I'm normally the first person to say to try and make your marriage work... however, not when there is physical or emotional abuse. I'm a stranger looking in on only a few details of your life but I am strongly against abuse. 

It sounds like your decision to leave him was the best decision you could make. You don't deserve to be with someone who could hurt you in any way like that. You owe it to your children to leave and seek a better life. They don't need to see momma upset and hurt and don't need to be in that environment anyhow. If not already, I would seek counseling for yourself, maybe even for your children, to get help through this time of need and detach completely from that life. You're right, if he truly loved you then he would not be able to hurt you the way that he has. You are his wife, the mother of his children and he cannot even respect you as a person if he is going to abuse you and cheat on you. I don't say this to upset you, I want you empowered with the knowledge that you deserve better and that there is someone out there who would treat you the way you were meant to be treated. 
His actions were not your fault, you cannot be blamed in any way. He needs help for several different reasons and without that help I cannot see him ever changing. As I said before, you deserve to be happy and owe it to yourself and your children to have a better life than that. 
I love my husband and currently going through a separation myself. Should my situation turn to divorce, it will be hard. Unbearably so but at the same time I know I will be OK. Your husband does not control how you should feel and think about yourself. Only you do. Do not give him that power, he doesn't deserve it.


----------



## SilverPanther (Feb 2, 2012)

It is so so hard to love someone who doesn't love you. I'm in the same boat there. Based on everything you have said, you def have done the right thing separating from this guy. He sounds extremely selfish and uncaring. This doesn't mean you don't care for him, but you also need to take care of yourself and your kids, and keep all of you safe.
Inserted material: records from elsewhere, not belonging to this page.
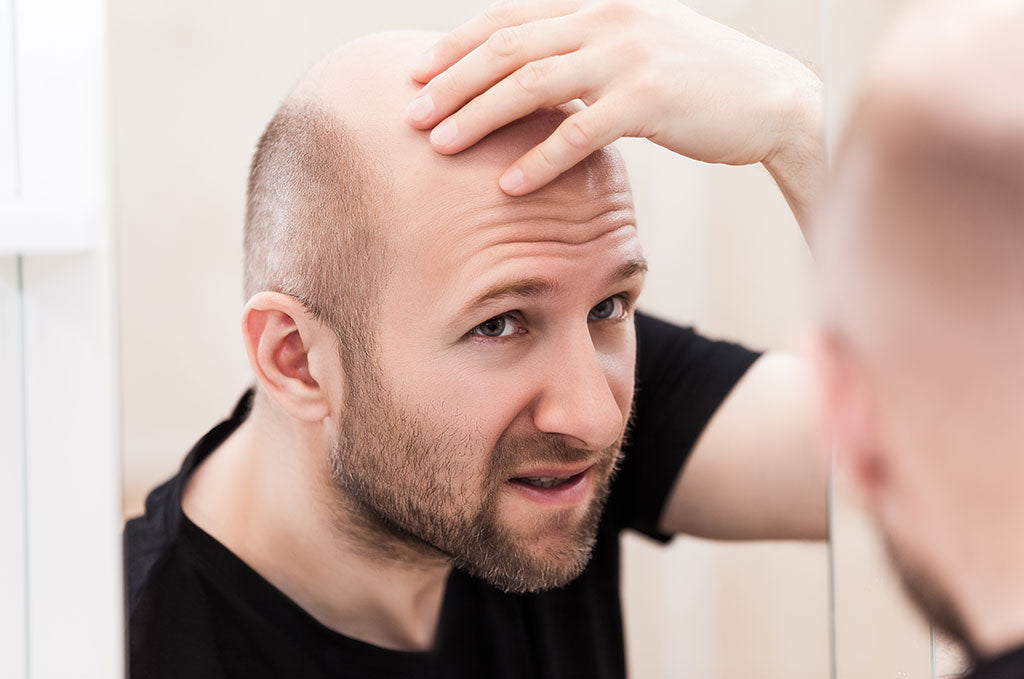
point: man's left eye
(609, 308)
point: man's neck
(265, 495)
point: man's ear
(850, 418)
(293, 354)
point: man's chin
(928, 596)
(521, 566)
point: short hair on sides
(313, 224)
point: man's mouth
(554, 485)
(547, 481)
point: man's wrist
(799, 162)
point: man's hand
(655, 70)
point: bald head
(339, 179)
(930, 177)
(921, 255)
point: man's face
(923, 366)
(492, 421)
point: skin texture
(652, 69)
(354, 495)
(339, 484)
(922, 290)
I don't have a lot of advice for how to cope, as I am trying to figure that out for myself right now. But hang in there.


----------



## Lone Star (Feb 2, 2012)

I know that you are hurting, you are confused and afraid. Not having family to help makes things even worse. Do you have any friends that you can trust and depend on? Your husband having an alcohol problem is key. You must not allow him to hurt you or your children any longer. His not having the ability to drive anymore is not your problem, but if you allow him to come back it will be a problem for you. I understand that you love him but the safety of you and your children need to come first. I know that it is very hard to seperate your love for him to keep you and your children safe but I feel that you should make safety your #1 priority. 
Can you apply for any public assistance that may be able to help you get out of danger from your husband? If you can't afford to make it on your own I encourage you to look into any church, community or public assistance programs that may be able to provide some help to you.


----------